Evidence for recombination of WDV

The split-decomposition network analysis showed the existence of conflicting phylogenetic signals among the 230 sequences including the ODV isolate (Supplementary Tables S2 and S3). This intricate reticulate-like pattern of evolution is consistent with extensive recombination among viral genomes, in contrast to a purely bifurcating tree that would reflect a steady diversification due to accumulation of point mutations. Recombination events were detected by seven of the eight statistical methods implemented in RDP4 with high probability (range P = 3.72 × 10⁻⁸³ to 1.14 × 10⁻³). Overall, three events and 21 recombinant genomes were found. In general, recombination breakpoints were localized on the boundary of Rep, cp and mp and inside Rep, cp and SIR (Table 1 and Fig. 2).

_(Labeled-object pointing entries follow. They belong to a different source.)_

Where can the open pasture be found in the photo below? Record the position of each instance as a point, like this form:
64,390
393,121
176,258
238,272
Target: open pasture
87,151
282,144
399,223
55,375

Table 1 Results of the recombination analyses performed for the population of Wheat dwarf virus

Full size table

Recombinants in the first event were from the C strain, resulting from an exchange between the A and F strains, the breakpoints were laid in the middle of the intron (at about site 1943), the 5′ end of cp (at about nucleotide site 415; amino acid M1) and the 3′ end of Rep (at about nucleotides 1552 and 1375; amino acids Y320 and Y322) and mp (at about residues 391 and 397; amino acids I72 and G73) (Table 1). The diagnosed recombinants were from Hungary and China with major parental sequences from Germany, Ukraine and Hungary, while minor parental sequences were from China. The reassembled fragments from the minor parent were 2093 nucleotides long. The second event was also from strain C with a single isolate from recombination between strains A and F with 1375 nucleotides, which affected the inner boundary of Rep (nucleotides 2500, 2493, 2426, 1625, 1618 and 1551; amino acids Y29, P7, G296, M321, P298 and A349). The regions with the 3′ terminus of cp (ca. nucleotide 1139; amino acid F242) as well as inside cp (residues 1082 and 1089; amino acids L223 and L225) and SIR (nucleotides 1296, 1297 and 1357) reflected the breakpoint locations of the third recombinant, which was from strain A, resulting from an exchange between strains F and B. The recombinants were mainly from European countries, such as Czech Republic, Spain, Austria and Turkey. The major parental sequences were from Bulgaria, Ukraine and Germany, while the minor parental sequence in all cases was from isolate FJ620684-Iran-barley, donating 208–222 nucleotides.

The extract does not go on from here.